Thirdly, the last time (that was the 3rd time) I had gone there, the air conditioning wasn't working.

Fourthly, to add fuel to the fire, a large part of Acer's customers are students and professionals in the IT industry. And many are foreign. And those stereotypes of geeks having poor personal hygiene? They're true after all. And no, don't let me go on about the malodourous tendencies of fresh-off-the-boat foreigners. I'm not being racist, but they really do have different standards of personal hygeine ingrained into their culture.

I really couldn't bear the thought of going there again.

So here's how it all started:

The monitor went splotchy, so I went out and bought a spanking new 20 inch Samsung.
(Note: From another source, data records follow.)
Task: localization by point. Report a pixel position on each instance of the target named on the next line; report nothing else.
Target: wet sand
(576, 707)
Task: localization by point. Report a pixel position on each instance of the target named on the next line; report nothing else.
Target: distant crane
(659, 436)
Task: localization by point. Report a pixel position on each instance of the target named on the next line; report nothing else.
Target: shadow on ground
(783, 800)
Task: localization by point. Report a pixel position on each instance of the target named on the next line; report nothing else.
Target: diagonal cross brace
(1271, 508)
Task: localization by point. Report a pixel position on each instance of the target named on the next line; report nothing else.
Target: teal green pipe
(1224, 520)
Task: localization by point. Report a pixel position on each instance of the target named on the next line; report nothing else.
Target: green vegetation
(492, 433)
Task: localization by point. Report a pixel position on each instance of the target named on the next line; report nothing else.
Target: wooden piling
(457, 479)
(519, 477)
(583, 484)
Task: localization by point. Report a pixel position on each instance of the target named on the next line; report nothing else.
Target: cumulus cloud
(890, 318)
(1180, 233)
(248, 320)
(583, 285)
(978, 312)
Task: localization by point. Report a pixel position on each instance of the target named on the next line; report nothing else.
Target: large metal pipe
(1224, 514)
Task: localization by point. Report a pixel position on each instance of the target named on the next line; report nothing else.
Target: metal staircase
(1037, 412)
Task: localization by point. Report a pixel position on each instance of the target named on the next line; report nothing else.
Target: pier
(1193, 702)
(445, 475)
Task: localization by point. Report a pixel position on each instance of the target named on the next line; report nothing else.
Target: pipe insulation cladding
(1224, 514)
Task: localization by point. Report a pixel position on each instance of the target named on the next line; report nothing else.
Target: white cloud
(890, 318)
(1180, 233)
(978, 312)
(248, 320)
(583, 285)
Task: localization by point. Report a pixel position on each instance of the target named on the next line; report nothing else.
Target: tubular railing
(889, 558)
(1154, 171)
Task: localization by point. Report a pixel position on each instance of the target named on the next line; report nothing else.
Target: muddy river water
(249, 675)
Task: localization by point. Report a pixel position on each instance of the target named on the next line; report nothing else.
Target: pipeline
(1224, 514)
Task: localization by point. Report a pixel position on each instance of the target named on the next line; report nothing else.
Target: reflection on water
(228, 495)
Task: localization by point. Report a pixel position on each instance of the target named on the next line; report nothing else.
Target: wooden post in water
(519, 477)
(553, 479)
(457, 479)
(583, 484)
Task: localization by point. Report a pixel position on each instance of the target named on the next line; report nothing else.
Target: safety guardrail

They're really cheap these days, it wasn't too long ago when 19 inch panels had cost almost 400.

And now, this 1600x900 behemoth costs only $217. Being the easily-impressed me, I was totally satisfied with my new purchase, and was blissfully using Google Earth when that annoying yellow bubble popped up from the corner of the screen.

The CPU was precipituously close to overheating. Yet again. When you hear of 90 degree CPU temperatures, you know it had gotta be Acer.

So I got trusty Mr Steady Screwdriver and Ms Twiggy Tweezers out and cleaned it out by myself. It was a pain. I think I had lost count after the 10th screw and there were almost 30 of them in all.

After a considerable amount of sweat, 2 oozy cuts on my fingers and thankfully no tears, I got the job done. CPU temperatures look pretty alright this time round, it's about a 15 degree improvement, but the graphics processor still overheats. Probably because the thermal pad had disintegrated in my fingers when I had removed the heat sink. Might have to open it up and add an aluminium shim to fill the gap if this persists.

And then I realised that one of my USB ports no longer worked.

I give up. No more heroic measures. It's like a raging bushfire. Fix one problem, and another 2 pop up.

Not to mention, my speakers need their foam surrounds replaced. A troublesome, but not terminal condition.





Now my desk has as many buttons, switches and bright lights as a cockpit.

And speaking of cockpits (get your mind out of the gutter!), in a month my exams would have ended and I'd be off to a trip to Taiwan, on a Singapore Airlines 777. The agency offered China Airlines, but it's against my principles to support a company that buries about 40 people annually for the past 15 years.

I have a theory. The safety of an airline is proportional to the safety of the country's roads.

Aussie roads are incredibly well-signposted, the drivers are cautious and polite. Qantas has never killed anyone in the past 50 years.

Take a look at how people drive in India and Indonesia, then take a look at the airlines in those countries. You get the idea.

As for Taiwan's China Airlines, I've read many horror stories about the roads in Taiwan too.

==

Revision for the huge ass exams isn't going too good. There's so much, there's so many possibilities that I feel like every single hour spent revising is akin to mucking around in the dark. Very demotivating.

I wish I have Somebody behind me to hurry me along. Somebody behind me to give appropriately-timed pats on the shoulder.

Somebody who cares.

Somebody to love.

Can anybody find me somebody to love? Each morning I get up I die a little.